Negative Feelings Toward Social Media in China

Published on Author heardd16

As China’s economy continues to grow and a growing portion of the population gains access to the internet, social media usage also increases.  However, according to statistics from The Kantar China Social Media Impact Report, a growing proportion of the Chinese populations reports that social media actually makes their lives worse.  Positive attitudes toward social media have dropped 12.1 percentage points in the past year to 64.7 percent who feel positively about social media.  This change is noteworthy considering China is the world’s largest and fastest growing online market.


Reasons cited for these increasingly negative outlooks on social media include the time it takes away from reading books, disturbing of people’s privacy, and negative health implications from sleep deprivation.  Users cite the most positive effect of social media as relieving the stress of reality, which some may argue is a negative implication on society as a whole.

6 Responses to Negative Feelings Toward Social Media in China

  1. Interesting point in the last sentence, Denman. This exactly what I’ve been saying to my family and friends for the past five years. Social media, whether in the US or China, can’t be THAT good for a society. Before we know, people will hardly be able to interact face-to-face. Think of the children!

  2. There’s lots of gallows humor about the potential negative side of social media.
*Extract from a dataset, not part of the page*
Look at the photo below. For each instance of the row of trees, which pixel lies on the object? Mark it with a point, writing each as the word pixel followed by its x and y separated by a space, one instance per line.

I know only one empirical study (not an interest … except that I am trying to wean myself from checking non-work email until the end of the day). That was a study of restaurant productivity, which found that in “nice” restaurants patrons took more time to order, more time to eat and more time to leave because they’d check their cell phones before looking at the menu, take photos of everything before beginning to eat, repeatedly pause to text in the midst of a meal, and then would glue themselves to their phones before leaving (hopefully as an alternative to driving while texting). To make matters worse, patrons were more likely to ask staff to repeat options, and would interrupt staff at each step to take pictures. So turnover and restaurant revenue suffered.

  3. Moreover, the fact that social media is not as widespread in China as in the US, which could be a factor contributing to these negative attitudes. That is, social media is not as enjoyable or effective if less people participate. Imagine if only a couple of your friends had, for example, a Facebook account.

  4. There are some upsides to social media. In an authoritarian government, social media also serves as a medium to express social unrest. People will always feel “guilty” about the time they spend on social media outlets. This is not specific to China. But this does not mean that Chinese users will be signing off any time soon.

  5. This definitely seems to be a trend worldwide. People are now looking deeper into perhaps the fastest and most popular “pastime” in history. Many have found that it does indeed increase loneliness, jealousy, and isolation especially in younger users. I wonder if even more online Chinese censorship will be coming down the road.

  6. Despite the fact that many people like to criticize social media and see it as a negative factor in our lives, in the end many of them end up using it just as much as anybody else. This is because social media gives us a unique opportunity to digitize our social lives, allowing us to constantly socialize with other people, even when we’re not in the same place as they are.